4.2.3 Filtering: Remove highly missing precursors

We keep peptides that were observed at last 4 times out of the \(n = 9\) samples, so that we can estimate the peptide characteristics. We tolerate the following proportion of NAs: \(\text{pNA} = \frac{(n - 4)}{n} = 0.556\), so we keep peptides that are observed in at least 44.4% of the samples, which corresponds to one treatment condition.

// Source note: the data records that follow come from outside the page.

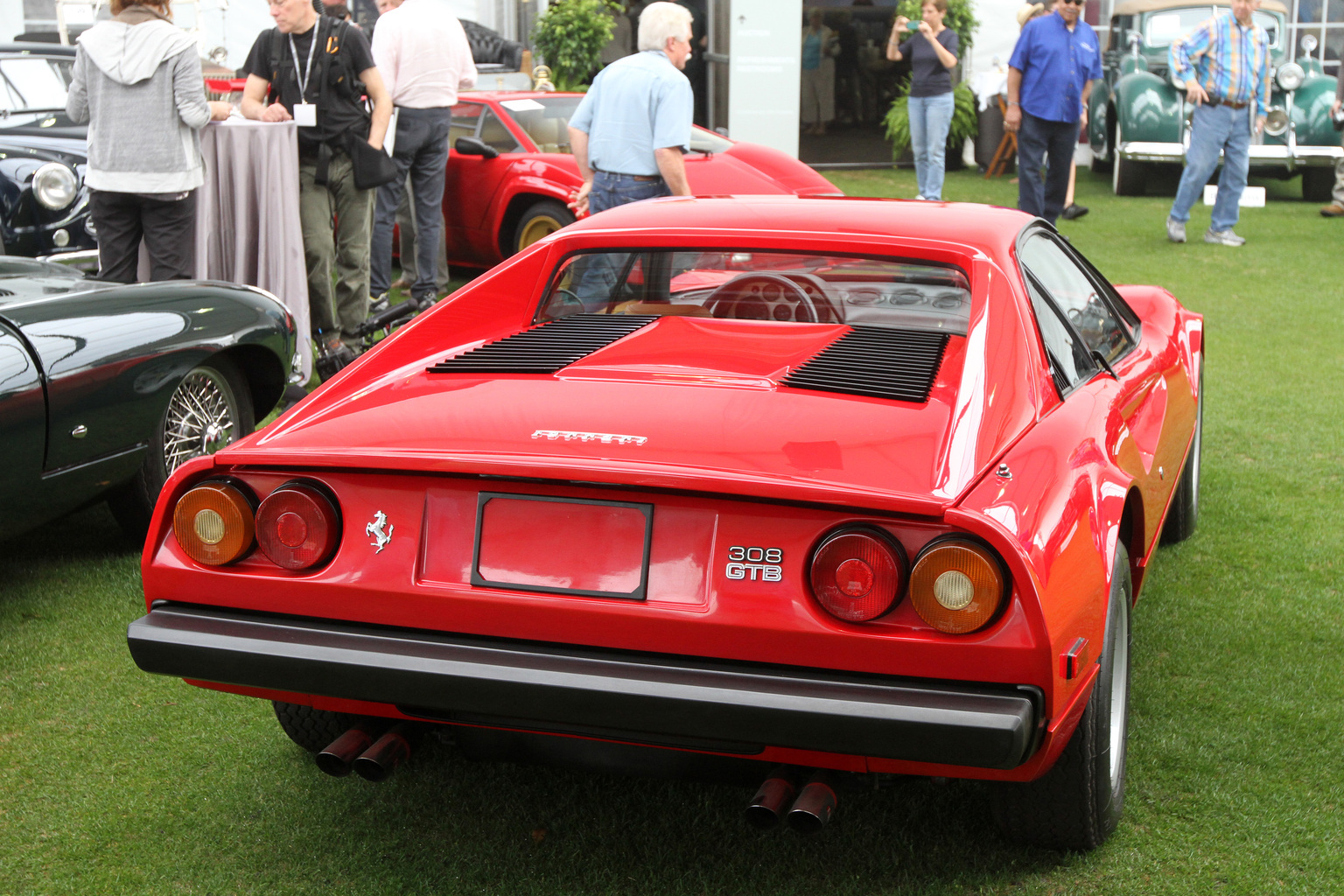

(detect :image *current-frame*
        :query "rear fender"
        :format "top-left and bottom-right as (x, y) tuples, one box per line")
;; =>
(1289, 75), (1340, 146)
(946, 400), (1144, 718)
(1116, 71), (1184, 144)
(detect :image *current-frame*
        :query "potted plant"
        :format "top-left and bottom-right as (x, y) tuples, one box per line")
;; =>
(532, 0), (621, 90)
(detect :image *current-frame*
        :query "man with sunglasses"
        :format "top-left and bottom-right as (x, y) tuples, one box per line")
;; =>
(1166, 0), (1270, 246)
(1004, 0), (1101, 224)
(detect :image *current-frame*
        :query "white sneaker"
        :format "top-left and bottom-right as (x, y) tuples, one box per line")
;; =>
(1204, 227), (1246, 246)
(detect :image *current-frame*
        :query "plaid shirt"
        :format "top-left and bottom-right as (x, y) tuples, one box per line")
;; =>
(1169, 13), (1270, 116)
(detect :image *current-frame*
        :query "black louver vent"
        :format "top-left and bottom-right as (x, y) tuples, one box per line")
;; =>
(429, 314), (659, 374)
(783, 326), (948, 402)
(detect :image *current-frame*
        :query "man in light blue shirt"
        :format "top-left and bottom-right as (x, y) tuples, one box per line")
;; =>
(570, 3), (695, 215)
(1004, 0), (1101, 224)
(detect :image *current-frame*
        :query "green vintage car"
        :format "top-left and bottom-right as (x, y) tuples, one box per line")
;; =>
(1088, 0), (1344, 201)
(0, 256), (298, 539)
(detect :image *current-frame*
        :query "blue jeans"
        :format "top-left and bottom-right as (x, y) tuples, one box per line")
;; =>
(589, 171), (672, 215)
(1171, 105), (1256, 231)
(910, 93), (956, 199)
(1018, 108), (1078, 224)
(368, 106), (452, 298)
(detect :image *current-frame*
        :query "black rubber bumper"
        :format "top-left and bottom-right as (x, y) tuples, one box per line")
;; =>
(126, 605), (1039, 768)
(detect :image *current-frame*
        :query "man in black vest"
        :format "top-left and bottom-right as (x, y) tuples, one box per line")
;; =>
(242, 0), (393, 349)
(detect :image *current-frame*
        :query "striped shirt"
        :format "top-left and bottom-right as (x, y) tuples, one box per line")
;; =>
(1169, 13), (1271, 116)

This is an arbitrary value that may need to be adjusted depending on the experiment and the data set.

nObs <- 4
n <- ncol(qf[["precursors"]])

(qf <- filterNA(qf, i = "precursors", pNA = (n - nObs) / n))
An instance of class QFeatures (type: bulk) with 10 sets:

 [1] B000254_Ap_6883_EXT-765_DIA_Yeast_UPS2_ratio02_DIA: SummarizedExperiment with 32848 rows and 1 columns 
 [2] B000258_Ap_6883_EXT-765_DIA_Yeast_UPS2_ratio04_DIA: SummarizedExperiment with 33491 rows and 1 columns 
 [3] B000262_Ap_6883_EXT-765_DIA_Yeast_UPS2_ratio08_DIA: SummarizedExperiment with 32406 rows and 1 columns 
 ...
 [8] B000306_Ap_6883_EXT-765_DIA_Yeast_UPS2_ratio04_DIA_3: SummarizedExperiment with 32829 rows and 1 columns 
 [9] B000310_Ap_6883_EXT-765_DIA_Yeast_UPS2_ratio08_DIA_3: SummarizedExperiment with 32128 rows and 1 columns 
 [10] precursors: SummarizedExperiment with 34796 rows and 9 columns 

4.2.4 Filter one-hit wonders

Here, we remove proteins that can only be found by one peptide, as such proteins may not be trustworthy.

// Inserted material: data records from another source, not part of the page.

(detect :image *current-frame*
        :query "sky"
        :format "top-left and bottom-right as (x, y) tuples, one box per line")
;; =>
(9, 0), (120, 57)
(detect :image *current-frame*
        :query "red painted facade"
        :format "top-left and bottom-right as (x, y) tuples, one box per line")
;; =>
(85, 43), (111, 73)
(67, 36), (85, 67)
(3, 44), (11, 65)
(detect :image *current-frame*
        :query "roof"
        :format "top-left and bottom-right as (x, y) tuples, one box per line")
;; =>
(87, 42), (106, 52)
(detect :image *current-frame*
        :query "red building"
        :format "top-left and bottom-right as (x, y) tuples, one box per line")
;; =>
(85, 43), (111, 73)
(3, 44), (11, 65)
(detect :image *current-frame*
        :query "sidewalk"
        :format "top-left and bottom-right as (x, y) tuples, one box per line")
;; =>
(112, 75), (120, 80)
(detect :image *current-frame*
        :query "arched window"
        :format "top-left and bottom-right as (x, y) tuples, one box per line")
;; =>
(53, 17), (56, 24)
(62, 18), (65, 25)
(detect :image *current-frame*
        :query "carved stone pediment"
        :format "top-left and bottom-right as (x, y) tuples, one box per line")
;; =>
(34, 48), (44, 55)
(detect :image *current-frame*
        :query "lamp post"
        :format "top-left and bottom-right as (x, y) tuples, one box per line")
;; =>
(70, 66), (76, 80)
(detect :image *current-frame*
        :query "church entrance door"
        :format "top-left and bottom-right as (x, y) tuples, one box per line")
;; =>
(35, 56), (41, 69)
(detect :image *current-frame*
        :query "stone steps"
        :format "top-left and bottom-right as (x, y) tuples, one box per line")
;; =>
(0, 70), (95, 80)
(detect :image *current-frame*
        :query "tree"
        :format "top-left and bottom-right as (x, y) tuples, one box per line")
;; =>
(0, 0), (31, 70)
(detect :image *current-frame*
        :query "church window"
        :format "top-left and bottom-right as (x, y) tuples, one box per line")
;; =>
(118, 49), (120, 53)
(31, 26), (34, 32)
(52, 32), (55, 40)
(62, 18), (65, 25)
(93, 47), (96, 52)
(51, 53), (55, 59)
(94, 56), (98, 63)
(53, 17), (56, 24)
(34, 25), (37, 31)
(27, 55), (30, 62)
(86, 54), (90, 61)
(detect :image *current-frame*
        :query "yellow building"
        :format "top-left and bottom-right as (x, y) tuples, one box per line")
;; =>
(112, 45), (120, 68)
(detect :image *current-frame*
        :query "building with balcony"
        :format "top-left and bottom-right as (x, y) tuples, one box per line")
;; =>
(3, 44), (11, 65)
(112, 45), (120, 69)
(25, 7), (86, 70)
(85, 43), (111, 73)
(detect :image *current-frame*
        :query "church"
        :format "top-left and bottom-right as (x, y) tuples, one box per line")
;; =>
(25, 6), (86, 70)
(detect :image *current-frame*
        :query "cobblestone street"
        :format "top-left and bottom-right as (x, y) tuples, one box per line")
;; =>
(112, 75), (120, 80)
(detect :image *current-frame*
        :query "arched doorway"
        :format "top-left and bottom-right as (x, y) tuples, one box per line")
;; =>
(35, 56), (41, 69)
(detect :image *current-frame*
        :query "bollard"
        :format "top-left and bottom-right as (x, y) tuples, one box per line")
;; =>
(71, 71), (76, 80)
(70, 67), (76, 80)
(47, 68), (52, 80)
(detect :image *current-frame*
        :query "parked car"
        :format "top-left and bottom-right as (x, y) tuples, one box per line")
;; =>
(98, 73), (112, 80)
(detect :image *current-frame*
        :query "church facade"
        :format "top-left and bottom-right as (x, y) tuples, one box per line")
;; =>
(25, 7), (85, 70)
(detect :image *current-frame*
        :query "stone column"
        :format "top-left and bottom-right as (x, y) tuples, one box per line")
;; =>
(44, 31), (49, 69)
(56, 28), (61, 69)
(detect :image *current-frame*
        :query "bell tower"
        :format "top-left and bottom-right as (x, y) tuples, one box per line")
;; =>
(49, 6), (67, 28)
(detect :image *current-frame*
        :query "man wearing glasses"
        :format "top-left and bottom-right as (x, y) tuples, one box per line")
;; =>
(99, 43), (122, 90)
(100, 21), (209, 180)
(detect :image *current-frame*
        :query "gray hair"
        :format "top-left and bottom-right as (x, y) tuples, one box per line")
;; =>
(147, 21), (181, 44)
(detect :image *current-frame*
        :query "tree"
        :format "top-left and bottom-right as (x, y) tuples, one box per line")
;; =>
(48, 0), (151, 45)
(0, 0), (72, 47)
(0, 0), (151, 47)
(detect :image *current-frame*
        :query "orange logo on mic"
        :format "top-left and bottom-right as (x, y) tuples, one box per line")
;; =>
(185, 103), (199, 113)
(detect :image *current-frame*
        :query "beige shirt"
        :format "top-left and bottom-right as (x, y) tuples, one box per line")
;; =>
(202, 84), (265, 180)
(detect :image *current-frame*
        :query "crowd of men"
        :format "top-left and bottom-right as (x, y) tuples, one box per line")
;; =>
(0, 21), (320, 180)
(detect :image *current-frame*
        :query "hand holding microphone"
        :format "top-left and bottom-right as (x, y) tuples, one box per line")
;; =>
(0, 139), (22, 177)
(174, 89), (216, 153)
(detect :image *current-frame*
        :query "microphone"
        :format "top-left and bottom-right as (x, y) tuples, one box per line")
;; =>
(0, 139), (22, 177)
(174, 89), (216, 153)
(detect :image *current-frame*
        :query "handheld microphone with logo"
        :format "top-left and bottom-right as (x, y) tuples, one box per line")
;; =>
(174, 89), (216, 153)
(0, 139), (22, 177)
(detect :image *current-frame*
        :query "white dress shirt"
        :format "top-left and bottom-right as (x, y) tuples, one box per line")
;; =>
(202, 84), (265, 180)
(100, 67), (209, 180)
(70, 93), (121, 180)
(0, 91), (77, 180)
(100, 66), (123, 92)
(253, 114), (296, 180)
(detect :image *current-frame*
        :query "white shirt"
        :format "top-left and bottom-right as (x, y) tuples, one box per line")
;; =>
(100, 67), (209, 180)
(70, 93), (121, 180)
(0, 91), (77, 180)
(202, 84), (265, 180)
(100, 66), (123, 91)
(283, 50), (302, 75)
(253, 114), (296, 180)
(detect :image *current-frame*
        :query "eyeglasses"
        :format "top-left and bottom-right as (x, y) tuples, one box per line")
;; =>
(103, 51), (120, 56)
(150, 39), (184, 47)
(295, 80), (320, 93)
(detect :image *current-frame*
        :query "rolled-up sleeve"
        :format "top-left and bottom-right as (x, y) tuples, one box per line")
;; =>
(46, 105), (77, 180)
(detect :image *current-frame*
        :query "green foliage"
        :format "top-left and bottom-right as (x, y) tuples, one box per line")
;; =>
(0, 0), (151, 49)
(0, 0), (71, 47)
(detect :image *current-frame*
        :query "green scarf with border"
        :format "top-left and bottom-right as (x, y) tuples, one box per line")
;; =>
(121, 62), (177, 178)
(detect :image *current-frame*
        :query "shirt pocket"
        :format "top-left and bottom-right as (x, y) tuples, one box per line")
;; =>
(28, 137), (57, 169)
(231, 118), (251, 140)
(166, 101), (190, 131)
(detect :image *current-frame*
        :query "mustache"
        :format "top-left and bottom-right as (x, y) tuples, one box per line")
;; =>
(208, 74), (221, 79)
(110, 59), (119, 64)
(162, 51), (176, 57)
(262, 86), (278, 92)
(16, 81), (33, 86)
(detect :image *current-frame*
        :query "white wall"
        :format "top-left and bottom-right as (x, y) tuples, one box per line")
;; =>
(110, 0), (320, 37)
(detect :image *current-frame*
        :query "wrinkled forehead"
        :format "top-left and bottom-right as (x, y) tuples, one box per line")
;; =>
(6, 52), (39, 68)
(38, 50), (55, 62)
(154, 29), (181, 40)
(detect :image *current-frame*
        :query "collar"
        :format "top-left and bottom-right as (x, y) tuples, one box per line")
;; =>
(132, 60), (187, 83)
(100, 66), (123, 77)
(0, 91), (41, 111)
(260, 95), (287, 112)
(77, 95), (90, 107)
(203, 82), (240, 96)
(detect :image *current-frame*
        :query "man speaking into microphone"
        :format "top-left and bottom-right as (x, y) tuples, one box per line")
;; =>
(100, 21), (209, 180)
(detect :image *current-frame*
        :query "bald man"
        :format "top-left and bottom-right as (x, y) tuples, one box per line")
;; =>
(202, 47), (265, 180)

  1. We first calculate how many distinct peptides map to each protein (Protein.Group). We use the stripped precursor sequence, i.e. sequence of the base peptide for this purpose.

  2. We store this information in the row data of the precursors assay

  3. We filter precursors of one-hit wonder proteins.

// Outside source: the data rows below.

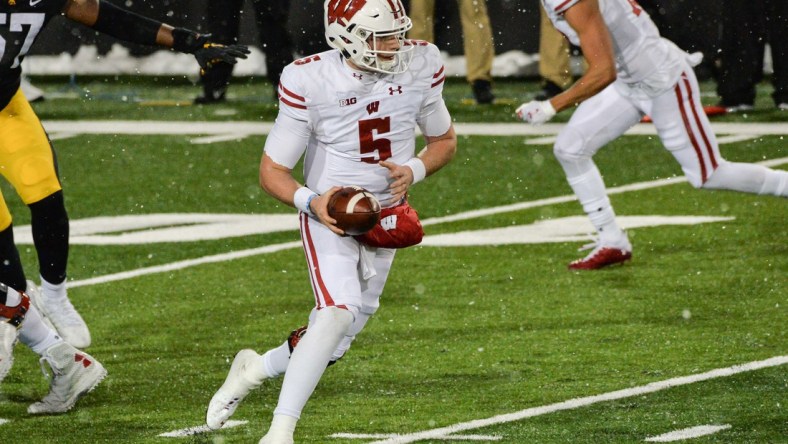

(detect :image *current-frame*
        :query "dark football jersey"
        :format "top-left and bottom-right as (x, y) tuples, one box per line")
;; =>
(0, 0), (69, 109)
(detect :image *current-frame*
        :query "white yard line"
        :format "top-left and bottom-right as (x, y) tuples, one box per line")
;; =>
(159, 420), (249, 438)
(358, 356), (788, 444)
(68, 157), (788, 288)
(43, 120), (788, 137)
(646, 424), (731, 442)
(49, 121), (788, 444)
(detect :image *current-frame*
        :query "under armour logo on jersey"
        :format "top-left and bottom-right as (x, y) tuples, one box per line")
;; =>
(380, 214), (397, 231)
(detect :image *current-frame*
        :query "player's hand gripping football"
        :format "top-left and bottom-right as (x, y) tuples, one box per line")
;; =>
(515, 100), (555, 125)
(309, 187), (345, 236)
(378, 160), (413, 206)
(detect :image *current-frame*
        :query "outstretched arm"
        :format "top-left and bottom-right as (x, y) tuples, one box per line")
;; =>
(550, 0), (616, 112)
(63, 0), (249, 69)
(379, 126), (457, 203)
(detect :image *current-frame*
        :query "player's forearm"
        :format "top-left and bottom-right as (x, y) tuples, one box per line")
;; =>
(550, 65), (616, 112)
(63, 0), (199, 52)
(418, 126), (457, 176)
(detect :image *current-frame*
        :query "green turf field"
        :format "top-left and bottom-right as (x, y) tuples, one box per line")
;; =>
(0, 78), (788, 444)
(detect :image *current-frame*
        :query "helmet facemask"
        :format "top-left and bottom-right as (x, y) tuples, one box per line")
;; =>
(325, 0), (413, 74)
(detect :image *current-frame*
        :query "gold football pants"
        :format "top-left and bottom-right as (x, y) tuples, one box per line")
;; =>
(0, 89), (62, 231)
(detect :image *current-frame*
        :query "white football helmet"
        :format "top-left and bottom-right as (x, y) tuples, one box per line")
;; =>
(323, 0), (413, 74)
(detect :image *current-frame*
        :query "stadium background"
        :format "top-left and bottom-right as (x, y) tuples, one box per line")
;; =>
(31, 0), (721, 78)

# Filter for peptides per protein
pepsPerProtDf <- qf[["precursors"]] |> 
    rowData() |> 
    data.frame() |>
    dplyr::select("Stripped.Sequence", "Protein.Group") |>
    group_by(Protein.Group) |>
    mutate(pepsPerProt = Stripped.Sequence |>
               unique() |> length()
           ) #1.

rowData(qf[["precursors"]])$pepsPerProt <- pepsPerProtDf$pepsPerProt #2. 

qf <- filterFeatures(qf, 
                              ~ pepsPerProt > 1, 
                              keep = TRUE) #3.

4.3 Log-transformation

We perform log2-transformation with logTransform() from the QFeatures package. We use base = 2 and store the result in a new summarized experiment named precursors_log

Click to see code

qf <- logTransform(qf, 
                            base = 2, 
                            i = "precursors", 
                            name = "precursors_log")

4.4 Normalisation

Click to see code

pNeed1 <- qf[, , "precursors_log"] |> #1.
  longForm(colvars = colnames(colData(qf))) |>  #2. 
  data.frame() |> 
  filter(!is.na(value)) |>
  ggplot() + #3.
  aes(x = value,
      colour = condition,
      group = colname) +
  geom_density() +
  theme_minimal()
pNeed2 <- qf[, , "precursors_log"] |> #1.
  longForm(colvars = colnames(colData(qf)), rowvars = "species") |>  #2. 
  data.frame() |> 
  filter(!is.na(value)) |>
  ggplot() + #3.
  aes(x = value,
      colour = condition,
      group = colname) +
  geom_density() +
  theme_minimal() +
  facet_wrap(~species)

pNeed1

pNeed2

It is clear that we will have to normalise the data.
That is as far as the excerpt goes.